A lot of marketers now seem to think that Twitter is really just a name game. What we want is to "infect" people with a "virus" that forces them to repeat brand name in their tweets in an outbreak of consumer enthusiasm.
How dreary! How very like the 20th century model of marketing which seeks not just sales but dominion. If we are sincere in our claims of interest in the consumer's participation, cocreation, and fuller engagement, a culturematic of this kind might be just the thing.

Excellent analysis of the “virus” mentality. And, “dreary” is the perfect word. So much of marketing makes me tired these days.
So (once again) it’s the experience not the product – which product marketers forget at their peril, particularly in the “new” social media.
I picked up Amtrak info at AAA (another old travel related organization that could use better marketing.) and was pleasantly surprised to see it really doesn’t “take that long” to travel by train versus plane (particularly given all the challenges and issues of air travel these days.) It’s an overnighter to LA for me, for example. So, I”m already planning some train trips, staying in the “deluxe” bed suites, and spending less than I would on airfare and hotels otherwise (and far less aggravation). I may even have to start tweeting!

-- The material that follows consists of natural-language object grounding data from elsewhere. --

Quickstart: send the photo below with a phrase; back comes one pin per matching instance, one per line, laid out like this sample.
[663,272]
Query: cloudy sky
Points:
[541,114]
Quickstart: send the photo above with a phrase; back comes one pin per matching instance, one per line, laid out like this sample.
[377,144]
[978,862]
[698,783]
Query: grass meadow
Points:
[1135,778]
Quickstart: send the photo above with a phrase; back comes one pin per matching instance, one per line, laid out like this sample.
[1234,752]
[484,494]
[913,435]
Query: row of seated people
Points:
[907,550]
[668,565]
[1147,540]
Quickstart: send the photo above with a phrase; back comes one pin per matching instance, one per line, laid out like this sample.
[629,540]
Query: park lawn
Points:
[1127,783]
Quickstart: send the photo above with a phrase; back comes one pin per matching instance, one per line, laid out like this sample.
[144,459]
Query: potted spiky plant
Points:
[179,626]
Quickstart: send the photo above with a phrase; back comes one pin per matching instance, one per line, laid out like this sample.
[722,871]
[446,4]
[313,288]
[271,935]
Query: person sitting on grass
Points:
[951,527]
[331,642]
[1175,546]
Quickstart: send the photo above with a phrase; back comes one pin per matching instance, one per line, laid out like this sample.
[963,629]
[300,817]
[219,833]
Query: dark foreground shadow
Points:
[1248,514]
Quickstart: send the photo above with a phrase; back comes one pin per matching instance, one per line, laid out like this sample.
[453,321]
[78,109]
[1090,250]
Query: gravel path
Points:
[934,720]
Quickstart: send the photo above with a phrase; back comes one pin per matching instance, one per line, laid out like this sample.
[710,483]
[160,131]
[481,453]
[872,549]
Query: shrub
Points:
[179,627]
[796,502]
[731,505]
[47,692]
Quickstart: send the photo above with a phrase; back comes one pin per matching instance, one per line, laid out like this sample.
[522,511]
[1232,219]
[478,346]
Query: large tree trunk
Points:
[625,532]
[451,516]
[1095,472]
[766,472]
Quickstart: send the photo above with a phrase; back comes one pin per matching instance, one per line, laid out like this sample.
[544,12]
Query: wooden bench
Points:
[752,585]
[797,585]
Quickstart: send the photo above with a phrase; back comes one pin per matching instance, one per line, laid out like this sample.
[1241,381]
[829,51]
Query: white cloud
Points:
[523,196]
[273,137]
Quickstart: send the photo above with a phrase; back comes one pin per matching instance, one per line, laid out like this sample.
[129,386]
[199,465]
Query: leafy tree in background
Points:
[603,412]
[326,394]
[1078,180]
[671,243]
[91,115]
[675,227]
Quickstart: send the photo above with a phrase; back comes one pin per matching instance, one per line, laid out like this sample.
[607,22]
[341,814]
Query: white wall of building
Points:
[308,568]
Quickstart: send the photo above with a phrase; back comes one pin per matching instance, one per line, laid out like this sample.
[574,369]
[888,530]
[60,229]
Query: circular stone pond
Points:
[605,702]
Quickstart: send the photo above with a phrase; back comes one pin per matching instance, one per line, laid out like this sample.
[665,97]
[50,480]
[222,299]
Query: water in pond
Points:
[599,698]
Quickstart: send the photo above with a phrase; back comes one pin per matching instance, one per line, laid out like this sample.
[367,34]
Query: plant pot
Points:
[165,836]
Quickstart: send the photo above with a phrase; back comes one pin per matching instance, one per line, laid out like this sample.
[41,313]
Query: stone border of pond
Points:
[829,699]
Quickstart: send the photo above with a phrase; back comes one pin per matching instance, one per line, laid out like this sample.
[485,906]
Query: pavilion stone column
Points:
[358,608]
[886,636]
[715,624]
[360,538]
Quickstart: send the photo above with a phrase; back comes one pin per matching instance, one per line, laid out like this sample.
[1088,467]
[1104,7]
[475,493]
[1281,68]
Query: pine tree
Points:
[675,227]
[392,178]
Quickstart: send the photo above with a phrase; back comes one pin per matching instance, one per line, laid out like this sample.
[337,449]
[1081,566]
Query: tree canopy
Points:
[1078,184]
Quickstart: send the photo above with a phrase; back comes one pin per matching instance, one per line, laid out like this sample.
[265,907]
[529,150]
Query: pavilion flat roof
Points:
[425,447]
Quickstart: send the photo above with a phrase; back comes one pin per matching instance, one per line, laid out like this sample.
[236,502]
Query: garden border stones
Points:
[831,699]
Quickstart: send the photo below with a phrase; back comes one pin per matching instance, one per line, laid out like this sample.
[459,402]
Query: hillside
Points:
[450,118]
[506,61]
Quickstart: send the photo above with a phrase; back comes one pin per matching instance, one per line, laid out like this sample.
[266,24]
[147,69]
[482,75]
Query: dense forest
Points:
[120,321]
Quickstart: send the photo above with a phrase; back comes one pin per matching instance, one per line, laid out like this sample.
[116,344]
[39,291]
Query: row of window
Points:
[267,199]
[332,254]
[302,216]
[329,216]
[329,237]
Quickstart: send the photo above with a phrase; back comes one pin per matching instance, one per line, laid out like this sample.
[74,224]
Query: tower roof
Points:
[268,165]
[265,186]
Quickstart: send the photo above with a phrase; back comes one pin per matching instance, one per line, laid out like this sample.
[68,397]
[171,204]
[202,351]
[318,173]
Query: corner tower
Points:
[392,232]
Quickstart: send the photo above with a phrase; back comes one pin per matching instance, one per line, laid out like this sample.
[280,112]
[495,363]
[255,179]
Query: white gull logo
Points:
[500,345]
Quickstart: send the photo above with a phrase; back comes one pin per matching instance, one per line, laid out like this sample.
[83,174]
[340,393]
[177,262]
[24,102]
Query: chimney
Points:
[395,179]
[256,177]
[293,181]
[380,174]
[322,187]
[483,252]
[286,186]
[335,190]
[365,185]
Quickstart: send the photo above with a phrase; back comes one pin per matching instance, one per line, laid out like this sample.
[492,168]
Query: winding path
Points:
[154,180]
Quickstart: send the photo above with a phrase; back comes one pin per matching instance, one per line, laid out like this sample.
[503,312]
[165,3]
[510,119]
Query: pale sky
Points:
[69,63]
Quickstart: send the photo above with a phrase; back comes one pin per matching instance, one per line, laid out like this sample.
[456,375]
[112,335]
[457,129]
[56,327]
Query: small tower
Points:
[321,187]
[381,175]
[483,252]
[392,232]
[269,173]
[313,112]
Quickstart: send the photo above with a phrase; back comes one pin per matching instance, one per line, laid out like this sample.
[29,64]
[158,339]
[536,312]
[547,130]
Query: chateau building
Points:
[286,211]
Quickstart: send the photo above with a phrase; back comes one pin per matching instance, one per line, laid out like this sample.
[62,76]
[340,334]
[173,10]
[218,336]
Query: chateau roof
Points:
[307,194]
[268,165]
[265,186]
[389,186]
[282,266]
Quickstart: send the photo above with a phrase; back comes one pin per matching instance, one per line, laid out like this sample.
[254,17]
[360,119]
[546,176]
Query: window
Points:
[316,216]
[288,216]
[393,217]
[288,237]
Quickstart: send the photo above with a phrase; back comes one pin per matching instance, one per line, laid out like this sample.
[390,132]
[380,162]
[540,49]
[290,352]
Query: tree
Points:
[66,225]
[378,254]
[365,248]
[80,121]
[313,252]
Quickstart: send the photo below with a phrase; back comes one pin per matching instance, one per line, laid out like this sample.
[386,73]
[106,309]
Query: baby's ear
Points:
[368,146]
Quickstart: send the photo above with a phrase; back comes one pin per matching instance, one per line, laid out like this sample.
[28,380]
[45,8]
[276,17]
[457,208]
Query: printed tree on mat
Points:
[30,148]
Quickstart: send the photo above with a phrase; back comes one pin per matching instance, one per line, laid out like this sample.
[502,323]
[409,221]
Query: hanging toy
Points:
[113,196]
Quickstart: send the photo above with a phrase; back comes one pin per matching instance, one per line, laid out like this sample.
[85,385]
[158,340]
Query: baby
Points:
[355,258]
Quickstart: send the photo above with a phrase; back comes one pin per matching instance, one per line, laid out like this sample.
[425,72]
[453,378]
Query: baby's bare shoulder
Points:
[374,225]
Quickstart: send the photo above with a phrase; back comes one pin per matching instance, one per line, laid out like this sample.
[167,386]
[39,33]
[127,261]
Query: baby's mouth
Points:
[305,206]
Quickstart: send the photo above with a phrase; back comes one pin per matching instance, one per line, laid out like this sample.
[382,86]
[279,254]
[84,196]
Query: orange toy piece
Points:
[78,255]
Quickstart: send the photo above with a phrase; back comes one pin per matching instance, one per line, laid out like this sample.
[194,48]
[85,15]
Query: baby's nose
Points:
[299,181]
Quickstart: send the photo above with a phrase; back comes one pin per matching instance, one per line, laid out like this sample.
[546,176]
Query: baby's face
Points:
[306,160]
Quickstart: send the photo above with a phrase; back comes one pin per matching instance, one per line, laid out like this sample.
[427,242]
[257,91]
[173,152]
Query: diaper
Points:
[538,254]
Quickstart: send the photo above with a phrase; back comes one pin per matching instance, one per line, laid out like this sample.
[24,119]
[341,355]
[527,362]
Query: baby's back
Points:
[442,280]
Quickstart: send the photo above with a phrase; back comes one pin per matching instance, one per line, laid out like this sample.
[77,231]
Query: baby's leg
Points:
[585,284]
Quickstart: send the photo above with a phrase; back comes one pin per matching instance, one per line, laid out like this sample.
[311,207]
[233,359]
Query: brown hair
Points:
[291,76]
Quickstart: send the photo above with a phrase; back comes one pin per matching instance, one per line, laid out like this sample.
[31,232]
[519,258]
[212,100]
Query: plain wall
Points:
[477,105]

Just took a train from Chicago to Effingham, Illinois (about 3.5-4hrs south) for $21. I could barely have driven it for that and I got an extra 4 hours of work done instead of staring at the road and being frustrated by construction. Amtrak could definitely use an upgrade in their marketing, but the service they offer is great.
Elia, excellent ads, thanks. Grant
grant
this is simply beautiful stuff. as a regular amtrak rider down to the city, my relationship with amtrak is about as ambivalent and conflicted as i can think of. and yet i am constantly amazed as the pieces of little magic that arrive in train travel.
if marketing is the effort to breathe life into an idea, i can think of no better tool than the culture matic.
(i also liked that your original post, if i remember correctly, had kind of a steampunk aesthetic)
The problem for Amtrak is performance, not image. The image is a reflection of the reality.
The funniest expression of this occurred on a tour bus in St. Petersburg. Our wonderful Russian tour guide told us of her love for America and how she had managed to arrange a trip to the US a few years before. We all went “aww” as she described the warm professional courtesy she received from American travel agents thrilled to help a former Intourist employee discover the land of her dreams. We all chuckled as she talked about cajoling her non-English-speaking husband into the trip.
Then we all gasped in horror, spontaneously, when she mentioned that she had booked on Amtrak to go across the middle of the country. “Not Amtrak!” we groaned as one, aghast at the bad reflection this would cast on our country. Our fears were well-founded in part; her train broke down in the middle of Nebraska and she was stranded there for a day or two. On the other hand, her sweet disposition rescued the mood on the tour bus as she went on at some length about how friendly everyone was in the Nebraska town where Amtrak had unceremoniously dumped her.
Maybe forgiving Christians acclimated to communist-level service quality are the best possible customers for Amtrak.